The decision by the UK government to slap importers of meat and dairy products from the EU with a £29 (€35) charge for each delivery of a specific item — such as an individual pack of cheese or sausage — with costs capped at £145 (€170) per shipment, has achieved a rare display of unity: complaints from food companies and consumers.
Cold Chain Federation Chief Executive Phil Pluck has warned that many EU food businesses, particularly small artisan producers will simply stop exporting to the UK.
“Those that do continue may see up to £1,000 added to the cost of one multi-consignment lorry entering the UK and will likely need to pass on a significant portion of those costs with higher prices,” he said.
After the price hikes on food staples resulting from Russia’s war in Ukraine, pricier European cheese and meat will be another kick in the wallet for Britons.
Similar messages have come from other industry leaders.
“81% of businesses that responded to the government’s own consultation on its proposed charging structure at the border made it clear that these charges will have a fairly or extremely negative impact on their business,” says Nichola Mallon, Head of Trade at business group Logistics UK.
“With only 27 days to go until these new checks and charges are to be applied, the cumulative cost facing businesses, and details of the compliance regime that will underpin it, are still not clear,” she added.
The sense of public bemusement at the new charges is, in part, because the UK left the EU’s single market in January 2021. The EU introduced full customs controls on imports from the UK on 1 January 2021.
The UK, by contrast, has moved much more slowly. The government has delayed the introduction of sanitary checks on meat, dairy and the majority of plants from the EU a total of five times since Brexit, partly because of concerns that businesses were not prepared for the changes and partly because the UK’s border infrastructure was not ready to carry out inspections of goods arriving from the EU.
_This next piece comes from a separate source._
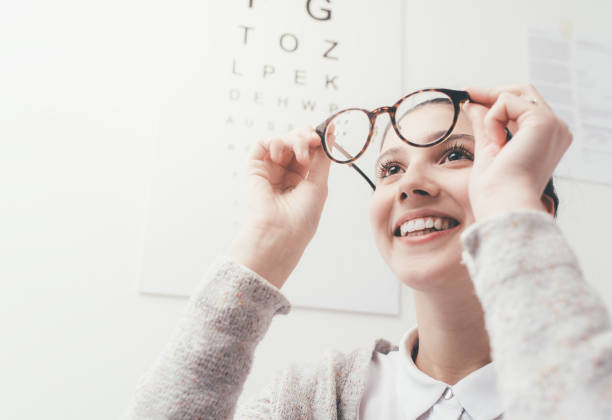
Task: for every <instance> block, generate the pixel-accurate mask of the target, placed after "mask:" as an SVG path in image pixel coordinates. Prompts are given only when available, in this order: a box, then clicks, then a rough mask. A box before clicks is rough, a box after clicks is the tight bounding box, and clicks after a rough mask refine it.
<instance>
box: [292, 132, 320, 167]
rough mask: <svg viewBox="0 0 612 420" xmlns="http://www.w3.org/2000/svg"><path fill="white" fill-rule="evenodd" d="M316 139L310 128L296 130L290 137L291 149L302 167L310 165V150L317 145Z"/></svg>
mask: <svg viewBox="0 0 612 420" xmlns="http://www.w3.org/2000/svg"><path fill="white" fill-rule="evenodd" d="M318 137H319V136H318V135H317V133H316V132H315V131H314V129H312V128H303V129H300V130H297V131H296V132H294V134H293V135H292V136H291V141H292V143H293V149H294V151H295V154H296V156H297V157H298V161H299V162H300V163H301V164H302V165H304V166H309V165H310V155H311V152H310V148H311V147H313V146H314V147H316V146H317V145H319V143H320V141H317V138H318Z"/></svg>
The most recent delay was announced last August, when UK ministers stated that health certificates required for imports arriving at the Port of Dover and via the Eurotunnel would come into effect from 31 January. Sanitary and phytosanitary (SPS) checks on medium-risk food, animal and plant products come into force on 30 April, when the new charge will enter into force.
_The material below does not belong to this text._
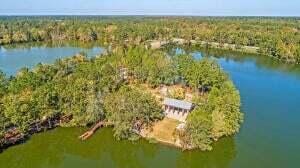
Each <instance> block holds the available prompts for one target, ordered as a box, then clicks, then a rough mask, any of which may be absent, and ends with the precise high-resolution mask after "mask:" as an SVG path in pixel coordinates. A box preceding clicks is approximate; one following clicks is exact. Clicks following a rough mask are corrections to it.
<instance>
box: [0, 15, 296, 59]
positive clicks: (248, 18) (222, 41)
mask: <svg viewBox="0 0 300 168" xmlns="http://www.w3.org/2000/svg"><path fill="white" fill-rule="evenodd" d="M299 32H300V19H299V18H296V17H295V18H267V17H96V16H95V17H92V16H90V17H88V16H86V17H80V16H77V17H76V16H75V17H66V16H56V17H50V16H49V17H46V16H44V17H37V16H36V17H1V18H0V44H12V43H21V42H30V41H59V40H76V41H83V42H86V41H96V40H99V41H102V42H104V43H108V44H111V45H118V44H122V43H126V44H129V43H134V44H141V43H143V42H146V41H148V40H168V39H172V38H182V39H186V40H197V41H201V42H208V43H210V42H214V43H218V44H220V46H223V45H225V44H233V45H235V48H239V47H241V46H253V47H258V48H259V49H258V51H257V52H258V53H260V54H262V55H267V56H272V57H275V58H277V59H280V60H283V61H285V62H291V63H300V33H299Z"/></svg>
The UK’s new safety and security declarations for EU imports will come into force in October.
Each time, food industry representatives welcomed the delay but warned that prolonged uncertainty about import rules was bad for business.
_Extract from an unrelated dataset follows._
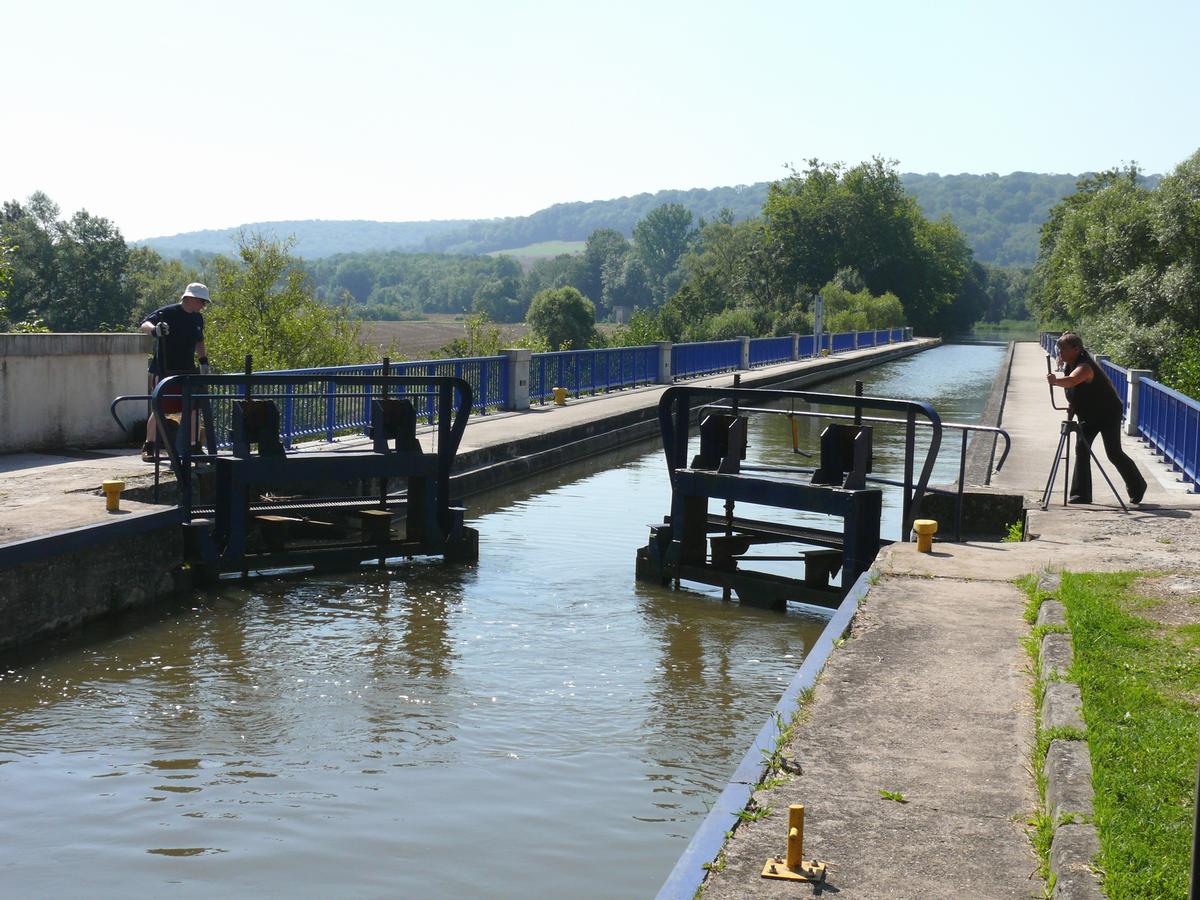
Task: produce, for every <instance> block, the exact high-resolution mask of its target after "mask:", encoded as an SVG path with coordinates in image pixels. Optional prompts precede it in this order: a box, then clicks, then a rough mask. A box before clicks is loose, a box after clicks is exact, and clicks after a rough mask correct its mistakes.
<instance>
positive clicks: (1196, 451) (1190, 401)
mask: <svg viewBox="0 0 1200 900" xmlns="http://www.w3.org/2000/svg"><path fill="white" fill-rule="evenodd" d="M1138 431H1139V432H1140V433H1141V437H1142V438H1144V439H1145V440H1146V443H1148V444H1150V445H1151V448H1152V449H1153V450H1154V451H1156V452H1158V454H1160V455H1162V456H1163V457H1165V460H1166V461H1168V462H1169V463H1170V464H1171V468H1174V469H1175V470H1176V472H1178V473H1181V474H1182V475H1183V478H1184V480H1186V481H1189V482H1190V484H1192V490H1193V491H1195V490H1196V485H1198V482H1200V402H1196V401H1195V400H1193V398H1192V397H1189V396H1187V395H1184V394H1180V392H1178V391H1176V390H1171V389H1170V388H1168V386H1166V385H1165V384H1159V383H1158V382H1156V380H1154V379H1152V378H1140V379H1139V380H1138Z"/></svg>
The most obvious reason why food companies dislike the new ‘common user charge’ is that they will have to pay it, though the costs are likely to be passed on to consumers in price rises.
The government estimates that the additional costs of the border checks and new certification requirements could add another £330m a year to business costs.
However, ministers argue that the charge has been kept as low as possible and will help “recover the costs of operating our world-class border facilities where essential biosecurity checks will protect our food supply, farmers and environment against costly disease outbreaks entering the UK through the short straits”.
The Horticultural Trades Association has retorted that the new regime looks like it was “constructed on the back of an envelope”.
The new charges are, nonetheless, a political choice.
After the UK government watered down its proposed Brexit Freedoms Bill, under which all EU legislation was due to be amended, repealed, or replaced by December 2023, only a handful of EU laws on food safety were scrapped. The government did not need to introduce a new regime of checks and customs charges, but argues that having the right to differ from EU rules is one of the triumphs of Brexit.
The opposition Labour party, which is likely to find itself in office within the next few months, says that it would seek to negotiate a veterinary agreement with the EU to reduce the need for checks, although it is hard to imagine that this could happen quickly unless the UK committed to sticking with EU food safety rules.
The UK’s Department of Food and Rural Affairs estimates that nearly half of the food eaten in the UK is imported, more than two-thirds of which comes from EU countries, making the charges a strange choice.
The row over the import fees is only part of the picture. Last month, Dover Port Health Authority accused the government of jeopardising food safety with its proposal to move checks on goods to an inspection centre more than 20 miles away from the port.
The trade group, which represents businesses who operate frozen and chilled storage facilities and/or temperature-controlled distribution vehicles, has also expressed concern about the lack of assurances that different food consignments will be successfully kept at each’s correct temperatures for safety and quality when they are held at Border Control Posts.
Others have warned that the new paperwork requirements, which include health certificates, import licenses and declarations, and health entry documents will lead to lengthy delays.
Either way, successive UK governments chose to end frictionless trade with the EU. Importers and consumers are about to pay the price.